Les premiers claquements des carreaux n'ont pas attendu 9h mercredi matin à Martigny. Espagnols, Tchèques, Français: tous répètent leurs gammes avant le coup de départ des Championnats d'Europe. Un peu sur le côté, Sylviane Métairon, a son jeu de boules en mains.
Des passionnés, suisses mais pas que, l'arrêtent régulièrement pour la saluer. Pour cause: le palmarès de la Fribourgeoise est impressionnant. Championne du monde et championne de Suisse. Cette semaine, la laborantine espère bien y ajouter une ligne avec un titre européen: soit en tête-à-tête, soit en tête doublette.

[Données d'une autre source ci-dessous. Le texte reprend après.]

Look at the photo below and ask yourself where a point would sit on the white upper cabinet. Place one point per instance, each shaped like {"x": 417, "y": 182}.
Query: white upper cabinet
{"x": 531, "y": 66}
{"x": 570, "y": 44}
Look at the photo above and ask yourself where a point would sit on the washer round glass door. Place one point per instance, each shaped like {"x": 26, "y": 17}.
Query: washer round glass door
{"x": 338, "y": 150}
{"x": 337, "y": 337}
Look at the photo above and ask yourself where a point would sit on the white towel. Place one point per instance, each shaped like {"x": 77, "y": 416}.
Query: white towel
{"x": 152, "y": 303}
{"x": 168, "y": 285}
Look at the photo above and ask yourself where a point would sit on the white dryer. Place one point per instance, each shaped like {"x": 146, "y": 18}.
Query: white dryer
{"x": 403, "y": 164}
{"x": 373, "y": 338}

Dans cette dernière catégorie, elle évoluera avec Ludivine Maitre Wicki. Comme les joueuses de football de la Nati, les deux boulistes, qui jouent séparément à l'année, se sont retrouvées plusieurs fois avant de défendre le drapeau pour entraîner les automatismes. Petite variante par rapport aux stars du foot: À la question des ambitions pour le tournoi, Sylviane Métairon troque le traditionnel «on verra match après match» pour un «il faut jouer boule après boule».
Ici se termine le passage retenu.